Çevremi kuşatmıştı ıssızlığı
Ve yoğun karanlığı gecenin.

Ne bir ses ne bir nefes! Usul bir rüzgâr sadece
Taşıyıp getiriyordu içinden karanlığın
Kurbağaların çığırışlarını
Ve belli belirsiz gıcırtısını bir tulumbanın.

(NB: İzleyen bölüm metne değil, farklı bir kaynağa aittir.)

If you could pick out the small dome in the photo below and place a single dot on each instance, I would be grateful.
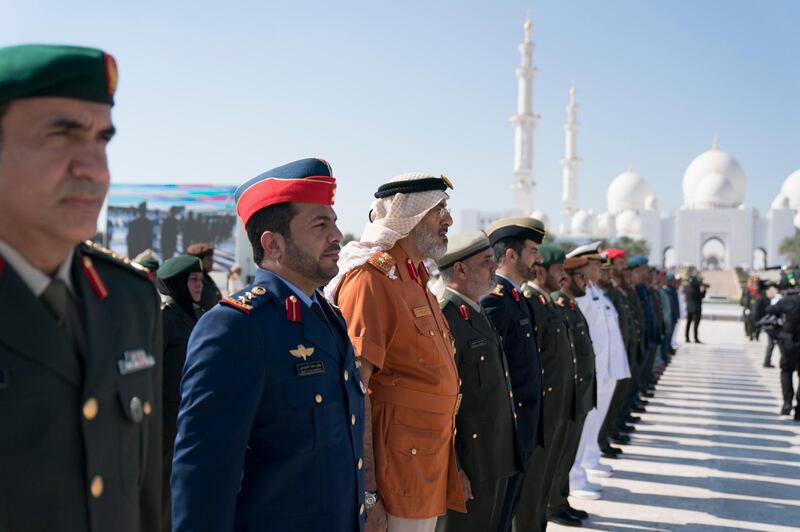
(791, 190)
(780, 202)
(584, 223)
(706, 165)
(542, 217)
(628, 224)
(628, 190)
(715, 191)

Çok şeyler düşündüm o karanlıkta;
Bu, sonsuzlukla ilk tanışmamdı.
Kuşatıp çevremi o ıssız alanda
Karşıma ilk kez çıkmadaydı.

Dumanlı karanlığının uçurumlarıyla
Doldurup küçük istasyonu
Salkım salkım takımyıldızlarının
Görkemli güzelliğini savuruyordu.

Ve yırtınmadaydı tüm bu parıltı
Kendini dışa vurmaya.
Ve ben, ölü uzayın şiddetli ayazını
O an ilk kez duydum tüm varlığımla.

Ve fısıldadım, kesilerek soluğum:
“Ey sonsuzluk, nasıl da yabancısın bana!
Boşluğundan senin acı duyuyorum
Hiçbir zaman alışamayacağım ona.

Yüzyılların soğukluğu var sende
Benimse özlediğim şey sıcaklıktır.
Benim olan her şey burada işte
Bu günahkâr, bu küçük dünyadadır.

Burada üzülürler görmeyince beni
Ve şu saatte de benim yüzümden
Bir lamba altında uyumayanlar var
Işık sızmasa da pencerelerden.

Bağışla beni, takımyıldızlar diyarı;
Görkemine diyeceğim yok onların.
Fakat evimin penceresindeki ışıkçığı
Değişmem ışıltısına tüm yıldızların.